# Should I buy these goggles?



## havocRider (Nov 25, 2010)

Hey guys, im just looking for a good used set of goggles and came across this pair. I need goggles for this weekend since I dont have any right now and need a pair asap. What do you guys think? There Smith Fuse regulator goggles for 40 bucks. Smith Fuse Regulator goggles (awesome condition!) - Markham / York Region Sports Goods For Sale - Kijiji Markham / York Region Canada.


----------



## freshy (Nov 18, 2009)

$40 Seems steep to me for used goggles, unless they retail for like over $150. Don't you have any places that sell last years stuff for cheap near you?


----------



## havocRider (Nov 25, 2010)

Really? I think most of the places around me took off everything from last year. Like all the clearance stuff I mean. But I was gonna go check a place out today for gloves and Ill have a look at the goggles as well.


----------



## Tarzanman (Dec 20, 2008)

You can get last year's model Smith Fuse goggles for $30 and $40 at TJ Maxx / Marshalls all day long. $40 is too much for a used pair. Fair price for a used pair would be $30-$40 *if they included a spare lens* and the microfiber bag..

I got a pair of last year's Smith Phenoms for $40 at my local Marshalls. Brand new.


----------



## Leo (Nov 24, 2009)

Smith Fuse Goggles 2010

Several new fuse colorways in there that are $39.95. So no, those used fuses are too expensive. You should provide a link to that person and negotiate the price down.


----------



## havocRider (Nov 25, 2010)

So I just went to shop today to take my board in for a tuneup and came out with smith prodigy's. But I think I was way overcharged cause they were on the prophecy shelf and they charged me for the prophecy's. Im going to go back and see about this. Can u guys confirm these are smith prodigy's for me? Heres a pic...


----------



## nirbentzy (Dec 7, 2010)

Check this out Sports & Outdoor - NGShopping.com


----------



## ajh257 (Oct 19, 2010)

bro, i messed with smiths and they are so nice. goggles seem real important to me too so just try to throw down some good cash for it. and those goggles you talked about at first blowww. 
have you tried looking at Anon?


----------



## Tarzanman (Dec 20, 2008)

Those goggles are the Smith Prodigy Blaze Intersection goggles.

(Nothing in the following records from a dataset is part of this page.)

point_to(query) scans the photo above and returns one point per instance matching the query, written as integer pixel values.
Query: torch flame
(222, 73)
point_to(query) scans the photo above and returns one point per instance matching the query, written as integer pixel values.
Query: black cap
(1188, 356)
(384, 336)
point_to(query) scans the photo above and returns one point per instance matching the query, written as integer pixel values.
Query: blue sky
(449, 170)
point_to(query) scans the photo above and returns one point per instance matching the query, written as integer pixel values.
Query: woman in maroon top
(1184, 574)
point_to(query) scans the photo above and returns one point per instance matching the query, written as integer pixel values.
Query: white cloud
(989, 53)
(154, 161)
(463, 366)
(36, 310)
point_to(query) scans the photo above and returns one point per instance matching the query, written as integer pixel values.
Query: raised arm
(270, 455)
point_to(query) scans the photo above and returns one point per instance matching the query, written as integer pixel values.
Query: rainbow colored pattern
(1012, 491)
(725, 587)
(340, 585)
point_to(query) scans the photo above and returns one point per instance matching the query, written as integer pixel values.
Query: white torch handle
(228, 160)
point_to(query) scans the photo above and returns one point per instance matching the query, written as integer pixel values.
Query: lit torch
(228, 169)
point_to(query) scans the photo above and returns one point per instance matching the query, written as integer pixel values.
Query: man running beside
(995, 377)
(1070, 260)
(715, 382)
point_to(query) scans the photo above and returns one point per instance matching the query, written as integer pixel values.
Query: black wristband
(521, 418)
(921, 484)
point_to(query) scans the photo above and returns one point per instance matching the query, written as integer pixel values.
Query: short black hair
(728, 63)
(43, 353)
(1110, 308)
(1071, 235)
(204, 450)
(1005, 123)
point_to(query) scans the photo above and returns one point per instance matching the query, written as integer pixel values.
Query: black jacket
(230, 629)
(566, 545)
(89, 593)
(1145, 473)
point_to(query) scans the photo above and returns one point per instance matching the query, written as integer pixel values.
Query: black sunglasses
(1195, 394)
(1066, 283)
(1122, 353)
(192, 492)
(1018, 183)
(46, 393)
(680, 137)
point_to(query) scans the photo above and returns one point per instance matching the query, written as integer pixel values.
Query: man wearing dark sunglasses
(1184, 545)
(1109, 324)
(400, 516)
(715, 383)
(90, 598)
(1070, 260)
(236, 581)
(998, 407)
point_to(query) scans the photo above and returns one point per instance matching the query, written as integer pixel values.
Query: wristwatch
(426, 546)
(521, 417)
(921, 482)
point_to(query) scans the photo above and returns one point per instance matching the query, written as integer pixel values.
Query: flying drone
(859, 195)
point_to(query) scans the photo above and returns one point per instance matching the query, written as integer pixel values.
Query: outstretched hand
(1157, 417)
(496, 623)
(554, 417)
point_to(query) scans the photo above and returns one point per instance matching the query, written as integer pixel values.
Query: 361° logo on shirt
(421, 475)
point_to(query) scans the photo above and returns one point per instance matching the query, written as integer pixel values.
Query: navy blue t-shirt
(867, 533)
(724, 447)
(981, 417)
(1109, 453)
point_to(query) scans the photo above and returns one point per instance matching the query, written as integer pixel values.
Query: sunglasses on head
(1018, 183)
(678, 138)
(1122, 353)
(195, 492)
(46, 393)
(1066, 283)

Any google image search should bring up photos. The shop ripped you off! The Prodigys were discontinued in 2010


----------



## Puggy (Oct 7, 2010)

Also you could look into the left lower section of the lens it says prodigy, look in your picture! Good luck raising hell big wheel.


----------



## Leo (Nov 24, 2009)

How much did you pay? You can get them for $70 or less.


----------



## havocRider (Nov 25, 2010)

ajh257 said:


> bro, i messed with smiths and they are so nice. goggles seem real important to me too so just try to throw down some good cash for it. and those goggles you talked about at first blowww.
> have you tried looking at Anon?


Ya man, ive looked at some anon's but a lot of people are rockin them these days and I've been wanting a pair of smiths to try em out because ive heard a lot of good things about smith. Anyways, so I went back to the shop yesturday and talked to the guys and they were saying that the ones I bought were discontinued and there exactly the same as this years prophecy's with same sensor lenses and shape. I think I paid a little too much for em since they were last years model but what can you do, I just really liked these ones. And your right, goggles are important so it doesnt hurt to throw some money down for a good pair. Anyways thnx guys for the heads up!


----------



## dawm123 (May 15, 2012)

*。。*

I buy in smalltao.com, goggles 28, to add shipping it wants, but also not very expensive.Now the wide range of goggles, and very stylish.


----------



## ctoma (Aug 9, 2011)

dawm123 said:


> I buy in smalltao.com, goggles 28, to add shipping it wants, but also not very expensive.Now the wide range of goggles, and very stylish.


Yeah, thanks... stop promoting smalltao.com (cheap Chinese knock-offs).


----------